Mark Reilly, the man tasked with the day-to-day running of Forte, is in a fairly confident mood when he hooks up with Minesite for one of those giant American-style coffees in a Starbucks right in the heart of the City. But there’s not much confidence to be seen anywhere else in the neighbourhood. Who knows? – if the Americans had only stuck to drinking from reasonably-sized coffee cups, maybe the country’s borrowers and lenders wouldn’t have gone so haywire… But none of that concerns Forte, at least not directly. This is a company that’s already had its financial apocalypse and is a long way into the bounce back phase. This is a company that even if its shares have dropped by 50 per cent or so since last year, is still up by a factor of more than three times on where was four or five years ago. And there are tangible reasons to be cheerful about the future too: there’s money in the bank, and let’s face it, even if the uranium spot price has been flat over the past few months, uranium is the only other metal outside of silver and gold that anyone is remotely bullish about in the short to medium term.

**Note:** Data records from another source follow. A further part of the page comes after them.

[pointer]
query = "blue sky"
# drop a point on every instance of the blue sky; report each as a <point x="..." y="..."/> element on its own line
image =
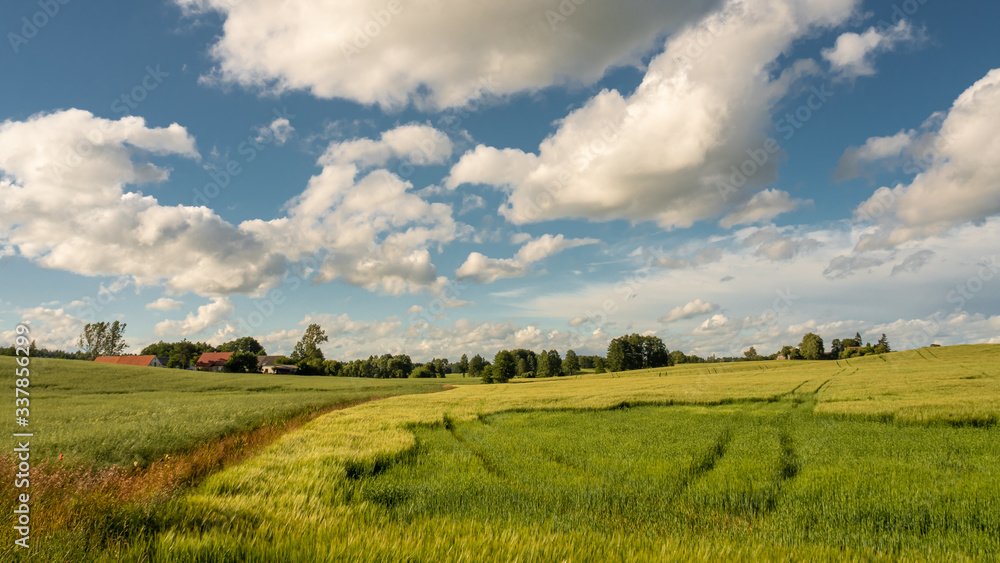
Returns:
<point x="440" y="178"/>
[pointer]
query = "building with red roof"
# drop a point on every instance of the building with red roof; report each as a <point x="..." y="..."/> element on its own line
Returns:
<point x="213" y="361"/>
<point x="141" y="361"/>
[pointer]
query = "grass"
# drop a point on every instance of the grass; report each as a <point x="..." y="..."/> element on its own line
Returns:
<point x="878" y="458"/>
<point x="104" y="415"/>
<point x="130" y="437"/>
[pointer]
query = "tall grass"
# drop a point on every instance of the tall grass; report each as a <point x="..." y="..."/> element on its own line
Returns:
<point x="130" y="438"/>
<point x="740" y="462"/>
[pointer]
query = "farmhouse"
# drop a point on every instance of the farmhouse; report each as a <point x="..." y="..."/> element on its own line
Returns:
<point x="268" y="364"/>
<point x="141" y="361"/>
<point x="213" y="361"/>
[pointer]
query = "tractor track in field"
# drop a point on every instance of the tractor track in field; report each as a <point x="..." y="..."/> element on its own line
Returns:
<point x="487" y="461"/>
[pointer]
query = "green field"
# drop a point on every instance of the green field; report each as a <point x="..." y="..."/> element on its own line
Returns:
<point x="877" y="458"/>
<point x="107" y="414"/>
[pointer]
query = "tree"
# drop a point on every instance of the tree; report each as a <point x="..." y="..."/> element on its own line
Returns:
<point x="637" y="352"/>
<point x="791" y="353"/>
<point x="542" y="368"/>
<point x="836" y="347"/>
<point x="245" y="344"/>
<point x="599" y="365"/>
<point x="424" y="371"/>
<point x="308" y="348"/>
<point x="811" y="347"/>
<point x="572" y="363"/>
<point x="242" y="361"/>
<point x="476" y="365"/>
<point x="504" y="367"/>
<point x="677" y="358"/>
<point x="103" y="339"/>
<point x="555" y="363"/>
<point x="487" y="375"/>
<point x="882" y="346"/>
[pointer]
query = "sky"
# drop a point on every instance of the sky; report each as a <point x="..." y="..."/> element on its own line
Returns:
<point x="439" y="177"/>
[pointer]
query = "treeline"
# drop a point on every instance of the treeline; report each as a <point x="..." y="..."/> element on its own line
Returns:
<point x="812" y="347"/>
<point x="387" y="366"/>
<point x="637" y="352"/>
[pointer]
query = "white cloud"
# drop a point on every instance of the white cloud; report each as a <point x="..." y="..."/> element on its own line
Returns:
<point x="279" y="131"/>
<point x="914" y="262"/>
<point x="775" y="245"/>
<point x="847" y="265"/>
<point x="373" y="231"/>
<point x="51" y="328"/>
<point x="691" y="310"/>
<point x="480" y="269"/>
<point x="164" y="304"/>
<point x="875" y="149"/>
<point x="664" y="152"/>
<point x="851" y="56"/>
<point x="705" y="256"/>
<point x="416" y="144"/>
<point x="442" y="53"/>
<point x="762" y="207"/>
<point x="958" y="179"/>
<point x="207" y="316"/>
<point x="71" y="160"/>
<point x="471" y="202"/>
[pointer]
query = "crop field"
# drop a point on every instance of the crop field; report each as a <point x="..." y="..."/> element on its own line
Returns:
<point x="107" y="414"/>
<point x="877" y="458"/>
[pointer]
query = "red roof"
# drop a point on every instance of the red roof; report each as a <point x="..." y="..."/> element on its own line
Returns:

That leaves Mark Reilly with a relatively easy sell, although there’s still much work to be done on the ground at Forte’s projects, and still much work to be done convincing investors that the two countries in which Forte is operating, Guinea and Mauretania, are safe enough places to be spending cash, given that cash is very much king nowadays. The project in Mauretania is the bigger of the company’s two prospects, but the next news will be on Guinea, where a 6,000 metre drill campaign was recently completed. The results from that will be out within the next six to eight weeks, and, says Mark Reilly, “we’re reasonably confident we’ll have an economic resource”. The next step there will be a pre-feasibility study. Meanwhile, in Mauretania, Forte is targeting a minimum of 60 million pounds of U3O8 under its joint venture with Areva, and expects to put out an initial resource statement before the year end. As to the politics, well the world may have moved on, and so may Murchison United, but there’s nothing like having the national champion of the former colonial power batting for your side on the ground in Africa, even if a cricketing metaphor isn’t perhaps the most apposite to Areva or the French. That said, with A$4 million of its own, plus the prospect of realizing some value from some residual copper assets, Forte is certainly in a strong enough position to be master of its own destiny. What would be really nice would be a bit of upward movement in spot uranium, but you can’t have everything.